Questions...
I need to do the following:
See if x belongs to the Rectangle class.
See if x is a subclass of the JPanel class, but not the JPanel class itself.
See if x implements the Cloneable interface.
The following are my current answers:
a)
x.getClass() == Rectangle.class
b)
x instanceof JPanel.class
c)
x instanceof Cloneable
But I'm not sure about them...
I also thing that b) could also be x.getSuperClass() == JPanel.class
But an issue with this in part a is, for example, if x is actually a Rectangle class thing, then the statement evaluates as true... but if it is not, then the program wouldn't even compile.
I'm not really sure about this, so any help would be good.
Posts
Also, I don't see why the program wouldn't compile if x.getClass() == Rectangle.class evaluates as false.
And for your b), if x cannot be a JPanel, then I guess you'd need to add
&& x.getClass() != JPanel.class
or something
Edit :
When you use instanceof, don't use .class on the Class ... so : x instanceof JPanel
Here's the compile error it gives me if, say, x is a Polygon and I ask it if it == Rectangle.class:
Incomparable types: java.lang.Class<java.awt.Polygon> and java.lang.Class<capture of ? extends java.awt.Rectangle>
Weird... I can run this code :
And it prints false without any errors.
If it keeps failing though, try using x.getClass().equals(Rectangle.class) and see if it fixes the problem.
Edit:
It seems that type comparisons that will always return false are not allowed by the compiler... Perhaps I have an older version. That's a pretty weird behavior.
However, using .equals() works perfectly fine.
Any explanations for that?
.equals is what you should use. object.getClass().equals(object.getClass()); or object.getClass().equals(Clazz.class);
B.net: Kusanku
a)
x.getClass().equals(Rectangle.class)
b)
x instanceof JPanel && !x.getClass().equals(JPanel.class)
c)
x instanceof Cloneable
Those seem to be working fine. Not sure about c though...? Seems valid, but is there a better way?

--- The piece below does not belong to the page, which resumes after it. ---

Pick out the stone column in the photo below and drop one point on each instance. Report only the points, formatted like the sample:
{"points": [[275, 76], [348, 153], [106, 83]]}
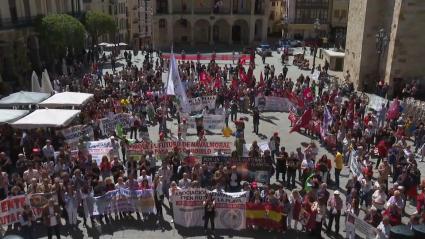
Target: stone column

Also, while I'm at it... any idea how I could explain why the compiler doesn't check for ArrayStoreErrors at compile time? I understand why it's not doing it in my specific case, we had to write a sample program that generated one of those errors, and I can explain it for that specific case:
public class ShapeArrayProgram{
public static void main(String[] args) {
Rectangle[] r = new Rectangle[5];
Shape[] s = r;
s[1] = new Polygon();
}
}
Because the compiler only checks for sub/supertype compatability? Is that a valid way to explain why it is like that?